Apparently the AWU’s cozy relationship with management was topped off with an arrangement whereby management guaranteed to pay the workers’ union dues.

Anger really started to gather strength this year, when workers saw management fail to abide by a number of provisions they thought were included in the agreement the AWU had struck for them two years ago. These included redundancy procedures and pay rises.

Things reached a peak when management and the AWU told the workers they had to keep working in temperatures above 45oC. When they went to the Industrial Relations Commission to check up on these issues they were told that the AWU had failed to have their agreement certified and it could not be enforced. As it stands, the Metroshelf workers are only covered by the award “safety net”.

When an AMWU organiser visited the site at the invitation of the delegate, 80 workers joined up straight away. On May 24 AMWU organisers met with management to ask the company to stop paying dues to the AWU for the workers who had come across to the AMWU. Nguyen explained; “On Friday the boss asked me for a list of those who had transferred. I gave the list to the floor manager and when we came back on Monday the gates were closed.”
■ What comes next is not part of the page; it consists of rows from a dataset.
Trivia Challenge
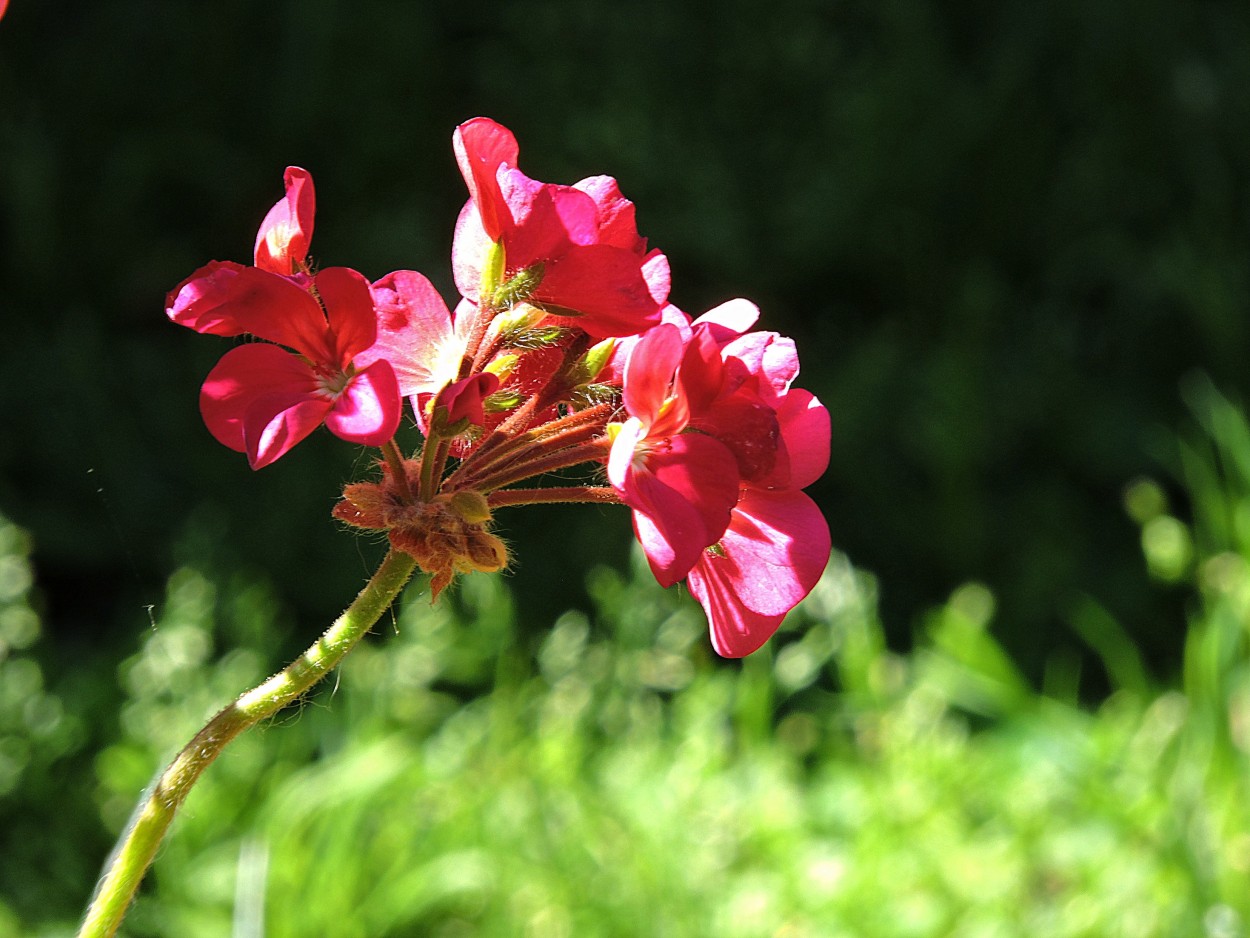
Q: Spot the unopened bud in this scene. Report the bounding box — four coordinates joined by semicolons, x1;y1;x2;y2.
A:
451;489;490;524
468;532;508;573
479;241;508;303
578;339;616;384
490;261;544;309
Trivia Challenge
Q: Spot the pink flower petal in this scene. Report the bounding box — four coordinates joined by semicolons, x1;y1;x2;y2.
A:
434;371;499;426
693;298;760;345
623;323;683;431
200;343;331;469
165;260;249;335
165;261;336;361
451;199;493;303
573;176;646;254
688;489;830;658
776;388;830;489
325;360;403;446
497;169;600;258
619;434;738;587
255;166;316;276
451;118;519;241
534;244;660;339
355;270;469;398
313;268;378;370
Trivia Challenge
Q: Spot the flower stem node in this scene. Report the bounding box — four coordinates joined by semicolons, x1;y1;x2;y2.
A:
333;466;508;599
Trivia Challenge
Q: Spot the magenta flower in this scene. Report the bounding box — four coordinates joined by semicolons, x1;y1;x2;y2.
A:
453;118;669;339
254;166;316;276
686;488;830;658
608;300;830;657
187;268;400;469
608;323;739;587
165;166;401;469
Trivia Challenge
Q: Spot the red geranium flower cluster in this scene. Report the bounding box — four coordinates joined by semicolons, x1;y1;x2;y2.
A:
166;118;830;657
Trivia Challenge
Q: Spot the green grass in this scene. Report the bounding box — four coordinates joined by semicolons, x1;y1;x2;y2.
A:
7;385;1250;938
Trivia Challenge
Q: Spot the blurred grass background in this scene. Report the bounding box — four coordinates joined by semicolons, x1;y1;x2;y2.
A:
7;384;1250;938
0;0;1250;935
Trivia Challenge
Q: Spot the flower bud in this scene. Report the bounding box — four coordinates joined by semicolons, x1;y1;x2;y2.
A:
451;489;490;524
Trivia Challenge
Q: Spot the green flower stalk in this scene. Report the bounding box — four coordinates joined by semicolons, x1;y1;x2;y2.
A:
79;550;416;938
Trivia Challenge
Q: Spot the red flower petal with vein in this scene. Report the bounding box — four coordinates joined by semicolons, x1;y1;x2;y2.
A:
686;489;831;658
255;166;316;276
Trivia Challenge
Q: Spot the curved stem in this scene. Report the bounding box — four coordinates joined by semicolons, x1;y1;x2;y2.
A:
79;550;416;938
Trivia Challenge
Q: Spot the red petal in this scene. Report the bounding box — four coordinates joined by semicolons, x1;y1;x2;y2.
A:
165;260;250;335
542;244;661;339
776;388;829;489
573;176;646;254
172;261;335;363
355;270;469;398
451;118;519;241
451;199;493;301
325;360;403;446
620;434;738;587
313;268;378;370
255;166;316;276
623;323;684;431
688;489;830;658
200;344;331;469
486;169;599;261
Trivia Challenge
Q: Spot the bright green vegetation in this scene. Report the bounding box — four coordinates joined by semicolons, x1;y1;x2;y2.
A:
0;388;1250;938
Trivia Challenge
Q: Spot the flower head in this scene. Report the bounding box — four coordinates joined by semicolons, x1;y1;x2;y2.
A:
165;166;400;469
453;118;669;339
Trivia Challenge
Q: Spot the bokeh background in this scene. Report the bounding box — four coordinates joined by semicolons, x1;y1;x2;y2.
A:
7;0;1250;933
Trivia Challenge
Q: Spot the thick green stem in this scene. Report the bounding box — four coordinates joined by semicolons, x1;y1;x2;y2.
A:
79;550;416;938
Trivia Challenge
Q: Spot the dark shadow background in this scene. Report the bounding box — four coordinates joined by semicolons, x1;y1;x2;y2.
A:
0;0;1250;693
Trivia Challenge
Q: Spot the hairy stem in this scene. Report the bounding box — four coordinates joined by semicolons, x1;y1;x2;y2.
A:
79;550;416;938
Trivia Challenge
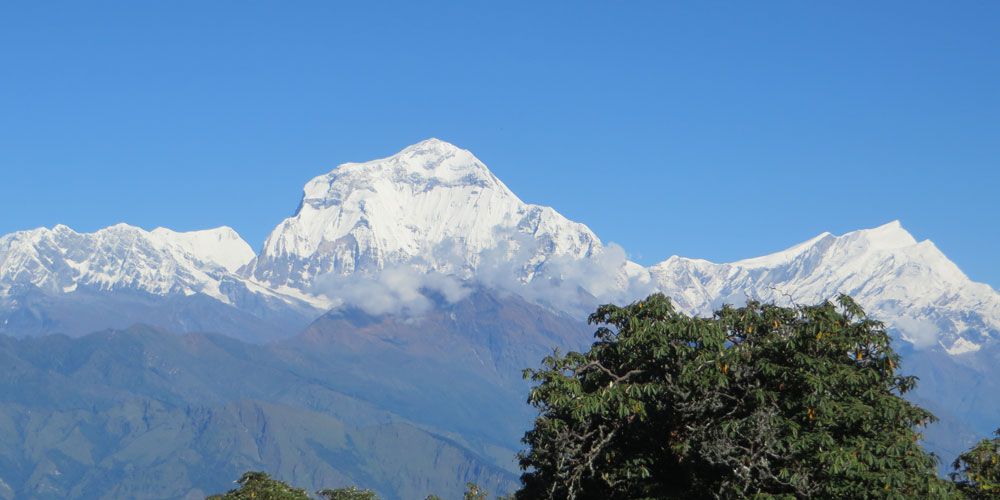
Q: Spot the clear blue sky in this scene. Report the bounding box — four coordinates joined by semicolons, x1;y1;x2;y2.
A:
0;1;1000;288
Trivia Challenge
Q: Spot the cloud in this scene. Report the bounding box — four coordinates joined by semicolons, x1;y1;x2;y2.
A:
893;316;941;349
473;234;655;316
313;264;472;316
314;232;655;318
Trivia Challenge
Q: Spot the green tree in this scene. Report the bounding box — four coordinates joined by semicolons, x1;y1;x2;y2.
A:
318;486;378;500
517;294;954;499
951;429;1000;499
208;472;309;500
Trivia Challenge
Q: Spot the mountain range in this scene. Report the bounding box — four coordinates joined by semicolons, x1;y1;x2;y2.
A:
0;139;1000;498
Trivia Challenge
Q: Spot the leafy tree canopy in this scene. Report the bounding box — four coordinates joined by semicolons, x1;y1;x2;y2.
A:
319;486;378;500
517;294;955;499
951;429;1000;499
208;471;309;500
Of the 50 workers who were sacked, only two were still in the AWU. AMWU organiser Mark Dal Molin is convinced that these two were sacked to make it appear that the sackings were not based on AMWU membership. At present only 22 employees are continuing to work. The majority of those who were not sacked have refused to go through the gates in solidarity with their sacked workmates. As one of the workers, who has been employed by the company for 16 years, put it: “How can I come here and work when all my colleagues and friends have been sacked.”

Of course, those who have volunteered to stay outside the gate are losing pay. Not that Metroshelf is too generous, only paying a welder $13.82 per hour. Those outside say the ones working are still too scared to stand up for themselves.

There is also little doubt that the company has also been using racism to divide the work force. All those out on the grass are Vietnamese Australians, while the few faces you see beyond the fence are white.

The workers themselves are a bit reluctant to talk about this at first because they want to make it clear that they do not see things in racial terms. One explained that a white worker who had only been a permanent employee for a month was promoted to leading hand ahead of others who had been there for more than 10 years.

At the moment, the workers are not blocking access to scabs and trucks and the AMWU has an unfair dismissal application before the IRC. However, it is clear from the spirit of solidarity among the 80 or so workers gathered outside the gate that they are ready and willing to escalate the action.